具体的には、マウスを用いた実験から、舌の味蕾で塩味を受容する細胞がENaC※4と CALHM1/3チャネル※5と呼ばれる分子をもつ細胞であることを突き止めた。さらに、食塩に含まれるナトリウムがENaCを介してこの細胞中に流入すると、活動電位と呼ばれる電気的インパルスが生じ、その結果CALHM1/3チャネルを通して神経伝達物質(ATP)が細胞外へと放出され、塩味情報を脳に伝達する神経を活性化させることがわかった(図1)。
図1 明らかとなった"おいしい塩味"受容の細胞および分子メカニズム
新たな塩味受容メカニズムの存在
これまでは、ENaCだけが塩味を感じるセンサーであると考えられてきた。実際に、本研究においてもENaC欠損マウスは低濃度の食塩に対して嗜好性行動を示さなかった。
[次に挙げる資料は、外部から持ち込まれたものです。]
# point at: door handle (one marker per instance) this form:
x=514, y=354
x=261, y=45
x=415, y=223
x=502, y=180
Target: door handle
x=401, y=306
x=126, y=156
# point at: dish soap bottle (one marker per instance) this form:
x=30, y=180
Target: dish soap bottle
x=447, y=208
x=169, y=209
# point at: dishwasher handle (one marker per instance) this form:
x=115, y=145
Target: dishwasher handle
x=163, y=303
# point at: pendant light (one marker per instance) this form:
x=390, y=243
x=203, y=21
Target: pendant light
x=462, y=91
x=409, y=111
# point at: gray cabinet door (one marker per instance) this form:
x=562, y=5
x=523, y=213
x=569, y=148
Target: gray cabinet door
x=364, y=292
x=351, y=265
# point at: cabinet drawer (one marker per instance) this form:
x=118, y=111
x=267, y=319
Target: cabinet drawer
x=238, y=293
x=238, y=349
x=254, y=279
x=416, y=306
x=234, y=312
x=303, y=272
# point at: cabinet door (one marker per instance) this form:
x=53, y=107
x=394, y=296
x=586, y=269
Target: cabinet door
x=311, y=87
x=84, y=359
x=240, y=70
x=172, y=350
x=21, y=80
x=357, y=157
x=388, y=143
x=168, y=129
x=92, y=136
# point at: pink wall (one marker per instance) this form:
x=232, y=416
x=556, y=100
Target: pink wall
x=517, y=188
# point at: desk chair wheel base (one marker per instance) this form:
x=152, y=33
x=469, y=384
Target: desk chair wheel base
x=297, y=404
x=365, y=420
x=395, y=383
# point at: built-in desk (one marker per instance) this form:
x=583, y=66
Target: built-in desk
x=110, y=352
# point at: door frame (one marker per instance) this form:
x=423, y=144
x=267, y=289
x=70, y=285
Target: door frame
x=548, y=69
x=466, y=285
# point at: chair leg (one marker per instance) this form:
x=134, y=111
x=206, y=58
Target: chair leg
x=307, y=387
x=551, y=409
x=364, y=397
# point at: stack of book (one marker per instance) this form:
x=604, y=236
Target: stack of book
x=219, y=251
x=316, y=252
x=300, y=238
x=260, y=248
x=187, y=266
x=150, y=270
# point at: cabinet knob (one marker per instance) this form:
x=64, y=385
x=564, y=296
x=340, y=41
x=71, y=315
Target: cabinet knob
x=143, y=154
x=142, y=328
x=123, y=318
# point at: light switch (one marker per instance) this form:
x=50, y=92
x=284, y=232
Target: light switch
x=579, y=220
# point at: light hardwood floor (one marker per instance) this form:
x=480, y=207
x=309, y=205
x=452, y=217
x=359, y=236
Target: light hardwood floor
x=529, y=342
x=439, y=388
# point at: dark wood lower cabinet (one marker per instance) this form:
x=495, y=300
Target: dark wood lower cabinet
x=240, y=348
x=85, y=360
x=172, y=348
ところが予想に反し、高濃度食塩(240mM、480mM)に対しては弱いながら嗜好性行動を示し(図2)ENaC非依存的な塩味受容メカニズムの存在が示唆された。この食塩濃度は、ざるそばのつゆや漬物の調味液と同程度と考えられる。
この結果は、塩のおいしさにかかわる仕組みが多様であることを明らかにしており、人間の複雑な塩味感覚を科学的に説明するための糸口となり得る。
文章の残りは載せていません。